Psychometric testing of existing driving licence holders.

Aggressive Drivers Identify with Their Car

Psychometric testing of existing driving licence holders is a method of gaining some insight of a drivers road risk. In this blog, I want to look at its relevancy for our driving population, and how it could be implemented, even on learner drivers, who often have inherent ideas and emotions on driving matters.
In forums and media outlets, a common theme for discussion on driving, is that of on-going practical testing of existing licence holders. I find it hard to envisage this ever coming to fruition as there just aren’t enough resources to re-test our current licence holders – apart from those ordered to re-sit tests by a court.
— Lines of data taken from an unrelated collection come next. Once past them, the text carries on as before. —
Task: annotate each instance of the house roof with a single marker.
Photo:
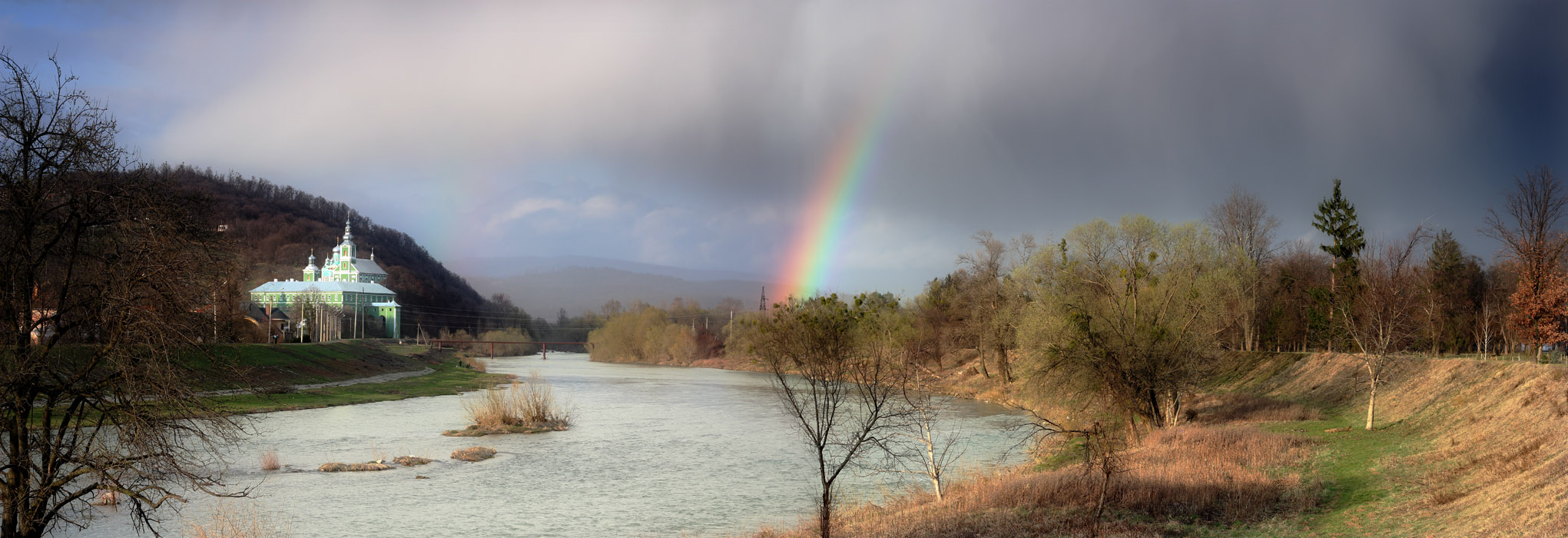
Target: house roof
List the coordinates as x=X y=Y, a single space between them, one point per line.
x=320 y=287
x=259 y=313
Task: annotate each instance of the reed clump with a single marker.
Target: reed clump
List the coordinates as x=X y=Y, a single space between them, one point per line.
x=474 y=453
x=234 y=520
x=524 y=407
x=409 y=460
x=353 y=467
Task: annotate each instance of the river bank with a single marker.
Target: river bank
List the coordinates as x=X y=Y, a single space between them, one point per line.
x=314 y=375
x=1275 y=447
x=653 y=452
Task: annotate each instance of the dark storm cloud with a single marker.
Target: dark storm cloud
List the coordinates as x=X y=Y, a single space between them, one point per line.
x=706 y=123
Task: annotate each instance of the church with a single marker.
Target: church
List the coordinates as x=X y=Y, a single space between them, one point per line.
x=342 y=298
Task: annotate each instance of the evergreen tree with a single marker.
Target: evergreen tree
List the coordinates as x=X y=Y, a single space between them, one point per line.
x=1336 y=218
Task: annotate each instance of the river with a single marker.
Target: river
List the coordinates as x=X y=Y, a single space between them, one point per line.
x=653 y=452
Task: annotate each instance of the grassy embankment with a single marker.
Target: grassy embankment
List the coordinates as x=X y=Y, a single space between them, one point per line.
x=1464 y=447
x=277 y=366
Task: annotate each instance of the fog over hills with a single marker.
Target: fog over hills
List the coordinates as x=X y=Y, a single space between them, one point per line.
x=545 y=284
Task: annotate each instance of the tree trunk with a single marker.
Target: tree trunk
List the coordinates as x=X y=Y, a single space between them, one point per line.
x=1372 y=399
x=825 y=513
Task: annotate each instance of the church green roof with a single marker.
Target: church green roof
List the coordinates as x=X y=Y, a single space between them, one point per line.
x=320 y=287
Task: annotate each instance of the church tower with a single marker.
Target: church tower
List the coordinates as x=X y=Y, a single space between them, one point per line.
x=311 y=272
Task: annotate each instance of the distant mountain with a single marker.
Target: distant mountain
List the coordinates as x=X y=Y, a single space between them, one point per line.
x=506 y=267
x=552 y=284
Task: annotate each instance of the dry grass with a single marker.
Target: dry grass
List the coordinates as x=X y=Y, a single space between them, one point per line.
x=1192 y=474
x=353 y=467
x=474 y=453
x=1235 y=408
x=1492 y=458
x=524 y=404
x=474 y=363
x=236 y=520
x=409 y=462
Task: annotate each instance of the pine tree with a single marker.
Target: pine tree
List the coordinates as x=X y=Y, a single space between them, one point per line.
x=1336 y=218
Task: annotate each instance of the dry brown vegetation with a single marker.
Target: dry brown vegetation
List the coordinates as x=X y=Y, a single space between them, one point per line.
x=1181 y=474
x=1235 y=407
x=474 y=453
x=236 y=520
x=474 y=363
x=1492 y=458
x=525 y=407
x=353 y=467
x=409 y=462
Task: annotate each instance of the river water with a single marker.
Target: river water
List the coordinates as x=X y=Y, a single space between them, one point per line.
x=653 y=452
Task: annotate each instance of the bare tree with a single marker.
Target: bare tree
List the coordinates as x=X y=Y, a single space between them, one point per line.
x=837 y=372
x=1382 y=319
x=1531 y=237
x=1125 y=313
x=1244 y=227
x=985 y=300
x=102 y=272
x=923 y=446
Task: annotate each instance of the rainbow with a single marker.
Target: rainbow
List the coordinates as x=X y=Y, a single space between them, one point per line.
x=828 y=211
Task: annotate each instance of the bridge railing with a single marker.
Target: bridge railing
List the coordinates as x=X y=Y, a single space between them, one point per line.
x=545 y=347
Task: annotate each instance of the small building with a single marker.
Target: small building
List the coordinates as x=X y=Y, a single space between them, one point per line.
x=342 y=298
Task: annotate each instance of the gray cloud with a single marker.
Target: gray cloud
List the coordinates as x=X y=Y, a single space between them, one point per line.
x=1016 y=117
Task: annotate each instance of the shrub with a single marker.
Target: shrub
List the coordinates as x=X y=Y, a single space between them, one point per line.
x=474 y=363
x=474 y=453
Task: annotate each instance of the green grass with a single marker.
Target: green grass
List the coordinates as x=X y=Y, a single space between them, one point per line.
x=449 y=378
x=1360 y=476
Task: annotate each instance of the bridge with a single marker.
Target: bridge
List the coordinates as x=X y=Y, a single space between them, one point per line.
x=545 y=347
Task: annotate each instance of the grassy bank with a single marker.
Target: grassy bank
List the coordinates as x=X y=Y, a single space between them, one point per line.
x=239 y=366
x=301 y=366
x=1277 y=447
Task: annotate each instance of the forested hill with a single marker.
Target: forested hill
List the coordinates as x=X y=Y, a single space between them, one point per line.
x=277 y=226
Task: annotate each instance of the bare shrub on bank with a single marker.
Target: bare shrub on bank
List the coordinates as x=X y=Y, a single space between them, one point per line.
x=110 y=278
x=474 y=363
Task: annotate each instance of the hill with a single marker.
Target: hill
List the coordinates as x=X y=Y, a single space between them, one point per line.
x=587 y=289
x=277 y=226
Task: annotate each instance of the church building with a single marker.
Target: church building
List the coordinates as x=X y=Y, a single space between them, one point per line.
x=342 y=298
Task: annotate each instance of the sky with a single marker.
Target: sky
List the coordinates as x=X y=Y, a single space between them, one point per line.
x=703 y=134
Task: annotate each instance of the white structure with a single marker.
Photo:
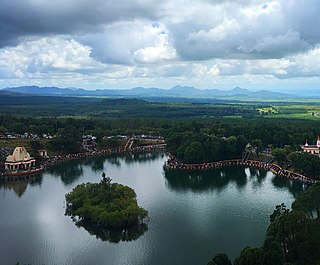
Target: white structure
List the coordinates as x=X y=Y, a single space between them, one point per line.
x=19 y=160
x=312 y=149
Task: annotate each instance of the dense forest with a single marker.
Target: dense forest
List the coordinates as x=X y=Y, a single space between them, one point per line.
x=191 y=140
x=293 y=236
x=105 y=204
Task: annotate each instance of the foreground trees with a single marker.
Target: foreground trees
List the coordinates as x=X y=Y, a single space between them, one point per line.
x=306 y=163
x=293 y=237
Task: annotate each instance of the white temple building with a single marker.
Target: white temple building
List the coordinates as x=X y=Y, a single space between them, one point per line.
x=19 y=160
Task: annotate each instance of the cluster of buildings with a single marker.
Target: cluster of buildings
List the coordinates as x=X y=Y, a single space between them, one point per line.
x=312 y=149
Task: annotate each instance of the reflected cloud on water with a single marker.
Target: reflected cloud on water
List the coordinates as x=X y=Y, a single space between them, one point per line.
x=19 y=184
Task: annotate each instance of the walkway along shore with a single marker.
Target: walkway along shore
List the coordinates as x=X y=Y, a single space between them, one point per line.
x=62 y=158
x=41 y=165
x=173 y=164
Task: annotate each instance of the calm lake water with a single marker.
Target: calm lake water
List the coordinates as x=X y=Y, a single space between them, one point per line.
x=192 y=216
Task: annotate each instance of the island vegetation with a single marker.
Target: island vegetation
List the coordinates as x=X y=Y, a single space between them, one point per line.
x=105 y=204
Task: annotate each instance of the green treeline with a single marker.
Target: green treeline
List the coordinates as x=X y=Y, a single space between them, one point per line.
x=105 y=204
x=292 y=238
x=189 y=139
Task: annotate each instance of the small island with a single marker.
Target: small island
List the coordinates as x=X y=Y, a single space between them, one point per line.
x=105 y=204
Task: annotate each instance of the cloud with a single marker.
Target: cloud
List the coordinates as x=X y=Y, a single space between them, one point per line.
x=108 y=41
x=46 y=55
x=40 y=18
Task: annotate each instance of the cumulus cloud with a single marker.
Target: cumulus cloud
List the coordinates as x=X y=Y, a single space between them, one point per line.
x=158 y=40
x=46 y=55
x=40 y=18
One partial solution – and one widely used by insurance companies and authorities – is to conduct psychometric testing of drivers. Basically, this involves asking drivers a series of questions based around their attitude to certain aspects of motoring, which build up to produce a picture of  an individual drivers attitude. This helps predict how they may be likely to react in certain circumstances. A score is derived from the answers drivers give, and their risk liability is then quantified.  I am sure many could find fault with this system, but it does seem to be gathering kudos in the driving industry.
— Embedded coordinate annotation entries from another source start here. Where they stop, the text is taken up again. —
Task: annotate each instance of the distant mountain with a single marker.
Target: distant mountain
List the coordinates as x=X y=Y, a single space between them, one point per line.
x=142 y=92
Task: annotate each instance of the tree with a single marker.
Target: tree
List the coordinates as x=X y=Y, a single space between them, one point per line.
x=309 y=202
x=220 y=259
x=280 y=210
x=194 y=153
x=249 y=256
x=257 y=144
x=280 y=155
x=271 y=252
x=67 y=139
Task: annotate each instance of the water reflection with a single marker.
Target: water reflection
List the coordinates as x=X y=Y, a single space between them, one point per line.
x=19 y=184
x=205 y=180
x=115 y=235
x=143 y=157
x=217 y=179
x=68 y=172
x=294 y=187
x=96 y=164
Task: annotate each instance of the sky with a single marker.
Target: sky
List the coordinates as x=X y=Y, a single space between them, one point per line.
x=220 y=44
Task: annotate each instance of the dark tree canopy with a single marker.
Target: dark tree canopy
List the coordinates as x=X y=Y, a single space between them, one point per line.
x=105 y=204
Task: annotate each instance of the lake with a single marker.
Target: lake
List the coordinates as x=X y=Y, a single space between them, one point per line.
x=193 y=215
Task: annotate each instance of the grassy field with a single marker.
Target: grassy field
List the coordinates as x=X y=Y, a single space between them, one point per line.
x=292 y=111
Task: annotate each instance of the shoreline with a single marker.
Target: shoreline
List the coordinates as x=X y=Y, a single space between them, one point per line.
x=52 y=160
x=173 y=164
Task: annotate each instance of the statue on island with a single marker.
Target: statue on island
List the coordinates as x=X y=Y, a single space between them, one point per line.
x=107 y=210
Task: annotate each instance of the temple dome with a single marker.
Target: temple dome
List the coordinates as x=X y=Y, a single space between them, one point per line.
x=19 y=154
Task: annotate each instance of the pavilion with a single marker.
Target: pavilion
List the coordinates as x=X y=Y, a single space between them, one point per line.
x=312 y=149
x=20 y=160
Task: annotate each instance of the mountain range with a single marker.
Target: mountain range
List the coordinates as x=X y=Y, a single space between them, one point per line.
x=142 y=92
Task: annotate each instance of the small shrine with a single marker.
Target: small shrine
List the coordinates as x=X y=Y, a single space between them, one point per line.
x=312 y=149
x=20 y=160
Given that road traffic accidents cost both companies and local authorities considerable a financial expense, not to mention the awful human costs and emotional tarriff of such events, many companies such as Arriva and Scotrail are using psychometric testing to reduce both cost and casualties. It would appear this has had a significant benificial impact.See this B.B.C. report.

Although this report suggests Arriva cut their fatality rate by almost one third, it would be wrong to think this was all down to psychometric testing. Arriva also implemented a policy of using dipped headlights on their buses at all times, for instance.

A Typical Psychometric Test Question
“The speed limit on the Motorway should be lowered to 60m.p.h.”
Do You: Strongly Agree, Agree, Disagree, Strongly Disagree.

Driver Attitude Survey

Some interesting recent statistics  show:

  • In  Europe study, 80% of drivers believe that  another driver could have prevented the accident they were involved in.
  • Only 5% admitted fault on their part.
  • A majority of drivers thought they were above average  drivers in both  safety and driving skill.
  • Most drivers have the tendency to think that accidents only happen to other people, but will never happen to themselves. Yet, statistics demonstrate that most drivers will have an accident within the first 2-5 years of attaining a driver licence, especially if they’re under the age of 25.

Even if to make drivers more aware of their own attitude and vulnerability it’s hard to argue that psychometric testing could do any harm, and might just be another useful tool in the quest to keep our roads and population safe.